Domestic production looks set to peak, with some profound implications for the world market.
Intense focus on the North American shale boom, Saudi Arabia, and ISIS obscures an important emerging energy trend: China’s oil production is peaking. This has profound implications for the world oil market, because China is not just a massive importer of crude; it is also among the world’s five largest oil producers, trailing only the U.S., Russia, and Saudi Arabia, and virtually neck-in-neck with Canada.
China’s oil industry has delivered impressive oil and gas production growth over the past decade. Yet a range of data and historical analogies increasingly suggest that, at global oil prices between $50-to-$100 per barrel, China’s oil supply capability is plateauing and may peak as soon as this year. Lower or higher prices would accelerate or extend this timing.
Strategic Implications
The latest IEA data estimate that China’s crude oil output in 2015 will average 4.3 million barrels per day. This is likely to be the high-water mark for China’s domestic oil production, as oil price uncertainty and disruption from anti-corruption investigations trim oil executives’ risk appetites in 2015. CNPC and CNOOC, in particular, are very upstream focused and will not drill as aggressively with investigators sniffing around while oil trades at a bit more than half the price it fetched a year ago. But such tactically driven activity declines should not obscure the underlying strategic story: China would still very likely be at peak oil production this year even if oil prices were closer to $100 per barrel.
Looking out to 2020, tight oil output may well increase if drillers can “crack the code” of China’s ductile lacustrine shales. But this oil would simply slow the stasis and impending decline in national crude oil output. The Chinese oil patch does not appear to have any world-class unconventional oil plays like the Bakken, Eagle Ford, or Vaca Muerta poised to emerge within the next five years in a way that would reverse the emerging peak production situation.
It is increasingly likely that if new unconventional oil resources become commercially productive in China, by that time their output will simply compensate for depletion of existing conventional oil resources, rather than actually boosting net oil output as has been the case in the U.S. As things stand, the evidence increasingly points to a future where China’s national oil companies will preside over a gradual crude oil production decline that begins now, in 2015.
DYI Comments: Now is an excellent time to dollar cost average into your favorite oil/gas/service company mutual fund. DYI's favorite fund is Vanguard's Energy Fund symbol VGENX excellent management and low cost(0.37% expense ratio). With share prices down and yields up setting up the possibility of future profits for the long term investor.

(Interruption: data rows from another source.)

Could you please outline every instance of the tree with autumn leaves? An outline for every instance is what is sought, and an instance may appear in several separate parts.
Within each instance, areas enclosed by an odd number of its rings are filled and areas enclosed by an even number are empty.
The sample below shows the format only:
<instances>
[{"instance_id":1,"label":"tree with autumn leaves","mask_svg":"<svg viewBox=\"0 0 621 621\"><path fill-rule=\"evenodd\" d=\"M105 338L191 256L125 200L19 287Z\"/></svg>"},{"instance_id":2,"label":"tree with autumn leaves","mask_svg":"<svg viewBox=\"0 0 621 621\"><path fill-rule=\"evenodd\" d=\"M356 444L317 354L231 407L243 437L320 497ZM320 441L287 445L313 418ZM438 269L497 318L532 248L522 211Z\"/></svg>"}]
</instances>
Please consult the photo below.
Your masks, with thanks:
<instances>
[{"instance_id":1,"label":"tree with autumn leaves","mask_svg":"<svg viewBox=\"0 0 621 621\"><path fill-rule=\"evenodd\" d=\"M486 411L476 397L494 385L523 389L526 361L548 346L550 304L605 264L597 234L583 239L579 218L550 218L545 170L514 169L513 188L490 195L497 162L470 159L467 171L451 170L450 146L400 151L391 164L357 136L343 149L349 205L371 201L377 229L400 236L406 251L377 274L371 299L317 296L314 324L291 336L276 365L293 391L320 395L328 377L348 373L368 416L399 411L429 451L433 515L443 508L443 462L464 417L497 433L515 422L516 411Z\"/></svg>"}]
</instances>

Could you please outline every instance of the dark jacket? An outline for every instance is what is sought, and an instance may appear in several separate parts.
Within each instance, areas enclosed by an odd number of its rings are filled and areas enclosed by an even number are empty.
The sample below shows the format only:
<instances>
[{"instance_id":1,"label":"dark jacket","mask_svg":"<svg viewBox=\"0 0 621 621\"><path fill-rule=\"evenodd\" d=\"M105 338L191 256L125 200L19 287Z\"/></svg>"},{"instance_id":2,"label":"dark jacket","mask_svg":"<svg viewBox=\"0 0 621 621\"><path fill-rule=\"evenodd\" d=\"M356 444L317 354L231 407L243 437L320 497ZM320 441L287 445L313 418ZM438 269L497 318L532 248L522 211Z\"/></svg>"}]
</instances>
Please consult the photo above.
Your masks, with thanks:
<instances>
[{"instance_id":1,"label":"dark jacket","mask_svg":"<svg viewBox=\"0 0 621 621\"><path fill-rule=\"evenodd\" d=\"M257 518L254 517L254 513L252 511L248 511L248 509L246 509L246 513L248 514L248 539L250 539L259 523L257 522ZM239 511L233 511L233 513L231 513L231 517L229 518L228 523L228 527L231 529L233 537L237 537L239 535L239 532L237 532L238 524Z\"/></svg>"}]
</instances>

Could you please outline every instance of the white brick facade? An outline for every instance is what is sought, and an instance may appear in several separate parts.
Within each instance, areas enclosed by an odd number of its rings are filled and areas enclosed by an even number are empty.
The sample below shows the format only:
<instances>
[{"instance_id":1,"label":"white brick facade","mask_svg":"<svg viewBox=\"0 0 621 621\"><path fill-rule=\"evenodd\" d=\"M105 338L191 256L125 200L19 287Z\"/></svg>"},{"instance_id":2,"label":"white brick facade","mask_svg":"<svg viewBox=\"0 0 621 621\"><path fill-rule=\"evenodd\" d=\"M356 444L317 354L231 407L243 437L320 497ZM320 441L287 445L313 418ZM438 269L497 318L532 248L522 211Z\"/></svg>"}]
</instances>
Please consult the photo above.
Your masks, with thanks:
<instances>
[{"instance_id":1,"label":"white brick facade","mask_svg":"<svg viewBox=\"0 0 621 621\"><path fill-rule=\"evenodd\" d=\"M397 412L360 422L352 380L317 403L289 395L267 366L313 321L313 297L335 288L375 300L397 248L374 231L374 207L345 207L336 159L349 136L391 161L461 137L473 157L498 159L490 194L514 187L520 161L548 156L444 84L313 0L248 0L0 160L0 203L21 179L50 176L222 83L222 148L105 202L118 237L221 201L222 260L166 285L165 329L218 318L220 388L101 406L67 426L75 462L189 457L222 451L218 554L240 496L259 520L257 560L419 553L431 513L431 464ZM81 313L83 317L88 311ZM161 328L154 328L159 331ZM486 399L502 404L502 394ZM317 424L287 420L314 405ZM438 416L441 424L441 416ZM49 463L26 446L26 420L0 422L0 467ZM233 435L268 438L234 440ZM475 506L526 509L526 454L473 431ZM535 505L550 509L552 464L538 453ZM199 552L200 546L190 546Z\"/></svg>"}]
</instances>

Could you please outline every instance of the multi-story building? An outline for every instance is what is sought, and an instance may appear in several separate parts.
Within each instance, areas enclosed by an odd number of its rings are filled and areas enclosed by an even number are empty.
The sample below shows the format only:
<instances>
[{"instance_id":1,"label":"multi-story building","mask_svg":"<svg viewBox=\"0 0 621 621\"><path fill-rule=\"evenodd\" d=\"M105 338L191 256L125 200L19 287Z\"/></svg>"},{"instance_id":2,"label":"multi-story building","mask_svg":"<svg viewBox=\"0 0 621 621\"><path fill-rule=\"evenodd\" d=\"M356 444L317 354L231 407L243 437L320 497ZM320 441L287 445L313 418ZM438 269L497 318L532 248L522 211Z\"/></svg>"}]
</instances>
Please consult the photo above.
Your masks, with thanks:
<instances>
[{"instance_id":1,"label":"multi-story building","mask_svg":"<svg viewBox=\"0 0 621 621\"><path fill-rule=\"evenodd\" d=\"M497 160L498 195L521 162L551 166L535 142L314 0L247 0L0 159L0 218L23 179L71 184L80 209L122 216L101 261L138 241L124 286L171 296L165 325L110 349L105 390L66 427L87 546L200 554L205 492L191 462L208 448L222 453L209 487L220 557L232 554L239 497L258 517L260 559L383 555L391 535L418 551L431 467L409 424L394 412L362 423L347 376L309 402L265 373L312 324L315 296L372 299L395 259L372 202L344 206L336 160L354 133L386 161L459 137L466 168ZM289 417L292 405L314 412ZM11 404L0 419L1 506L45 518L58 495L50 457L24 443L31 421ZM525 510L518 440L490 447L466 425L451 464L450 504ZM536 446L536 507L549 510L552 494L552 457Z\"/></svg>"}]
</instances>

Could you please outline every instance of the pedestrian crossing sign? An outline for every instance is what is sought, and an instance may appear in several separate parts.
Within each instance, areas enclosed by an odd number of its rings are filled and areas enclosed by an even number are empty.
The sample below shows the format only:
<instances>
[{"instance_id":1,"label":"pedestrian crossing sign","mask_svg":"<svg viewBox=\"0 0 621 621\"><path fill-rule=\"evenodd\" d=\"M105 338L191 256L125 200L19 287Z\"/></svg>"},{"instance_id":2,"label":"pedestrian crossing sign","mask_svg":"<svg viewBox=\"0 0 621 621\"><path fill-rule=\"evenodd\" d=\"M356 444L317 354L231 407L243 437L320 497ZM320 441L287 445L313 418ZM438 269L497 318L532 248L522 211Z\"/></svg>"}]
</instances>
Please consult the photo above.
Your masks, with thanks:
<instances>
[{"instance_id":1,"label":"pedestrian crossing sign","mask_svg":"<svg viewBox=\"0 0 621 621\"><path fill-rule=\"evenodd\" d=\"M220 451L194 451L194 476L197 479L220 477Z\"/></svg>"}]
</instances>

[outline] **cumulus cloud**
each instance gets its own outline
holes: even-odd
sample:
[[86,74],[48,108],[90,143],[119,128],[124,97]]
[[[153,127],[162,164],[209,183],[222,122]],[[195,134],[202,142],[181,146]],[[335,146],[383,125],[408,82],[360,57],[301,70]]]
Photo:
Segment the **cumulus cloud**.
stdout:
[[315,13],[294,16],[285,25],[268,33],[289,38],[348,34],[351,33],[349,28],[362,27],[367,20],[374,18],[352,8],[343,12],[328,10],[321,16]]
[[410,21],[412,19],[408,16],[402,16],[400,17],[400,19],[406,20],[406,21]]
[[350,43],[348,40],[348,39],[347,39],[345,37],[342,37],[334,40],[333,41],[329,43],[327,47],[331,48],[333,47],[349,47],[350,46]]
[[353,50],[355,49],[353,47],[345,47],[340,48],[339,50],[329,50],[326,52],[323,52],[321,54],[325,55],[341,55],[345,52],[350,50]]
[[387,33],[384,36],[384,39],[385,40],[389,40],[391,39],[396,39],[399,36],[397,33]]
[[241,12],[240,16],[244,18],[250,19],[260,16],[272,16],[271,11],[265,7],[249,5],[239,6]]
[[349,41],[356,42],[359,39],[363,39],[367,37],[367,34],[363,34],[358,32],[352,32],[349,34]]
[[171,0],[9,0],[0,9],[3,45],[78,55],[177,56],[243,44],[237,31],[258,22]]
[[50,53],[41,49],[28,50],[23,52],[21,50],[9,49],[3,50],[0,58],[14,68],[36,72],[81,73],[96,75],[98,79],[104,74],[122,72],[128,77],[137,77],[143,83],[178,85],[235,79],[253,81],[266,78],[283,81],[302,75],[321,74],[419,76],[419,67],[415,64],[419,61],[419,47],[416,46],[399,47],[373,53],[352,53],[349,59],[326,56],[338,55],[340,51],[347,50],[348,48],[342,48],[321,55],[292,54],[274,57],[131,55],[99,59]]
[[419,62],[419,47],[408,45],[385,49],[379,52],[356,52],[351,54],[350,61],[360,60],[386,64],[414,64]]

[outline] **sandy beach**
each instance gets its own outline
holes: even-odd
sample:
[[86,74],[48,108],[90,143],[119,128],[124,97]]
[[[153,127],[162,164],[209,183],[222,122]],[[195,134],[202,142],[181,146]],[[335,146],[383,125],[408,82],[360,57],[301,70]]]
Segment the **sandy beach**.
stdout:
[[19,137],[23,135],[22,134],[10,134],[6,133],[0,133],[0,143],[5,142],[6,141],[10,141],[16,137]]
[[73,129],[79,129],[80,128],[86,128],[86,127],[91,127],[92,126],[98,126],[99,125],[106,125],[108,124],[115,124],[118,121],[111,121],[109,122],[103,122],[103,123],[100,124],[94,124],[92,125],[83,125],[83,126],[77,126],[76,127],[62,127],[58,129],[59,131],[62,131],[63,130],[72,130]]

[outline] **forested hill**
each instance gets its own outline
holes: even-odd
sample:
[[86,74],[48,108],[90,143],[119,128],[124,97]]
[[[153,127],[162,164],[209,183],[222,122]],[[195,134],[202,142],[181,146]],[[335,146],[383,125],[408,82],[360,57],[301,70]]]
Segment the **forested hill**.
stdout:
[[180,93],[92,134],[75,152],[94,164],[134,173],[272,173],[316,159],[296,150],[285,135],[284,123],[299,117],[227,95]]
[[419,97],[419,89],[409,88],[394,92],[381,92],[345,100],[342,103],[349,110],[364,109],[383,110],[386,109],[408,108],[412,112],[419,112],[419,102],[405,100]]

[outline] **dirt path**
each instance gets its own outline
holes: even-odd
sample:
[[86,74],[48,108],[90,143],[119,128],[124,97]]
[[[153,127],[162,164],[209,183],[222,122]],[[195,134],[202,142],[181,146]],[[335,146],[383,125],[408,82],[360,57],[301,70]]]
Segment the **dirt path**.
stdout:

Please note I only advocate dollar cost averaging as the U.S. and world economy is barely staying away from another recession. If that occurs and oil prices are driven down to a $20 dollar handle or lower then lump summing would rule the day as this price would rebound as the world worked its way out of the recession. If prices go this low you may want to look into the closed end fund Adams Natural Resources Fund (NYSE: PEO).
The world is at peak oil with prices in a secular uptrend but on cyclical roller coaster all determined by geo politics and economics. Which way will prices go from here? How this for honesty....I have no idea! I know this, prices have been pounded down creating excellent opportunity for the contrarian value player. If prices get smashed due an economic downturn I'll lump sum into PEO.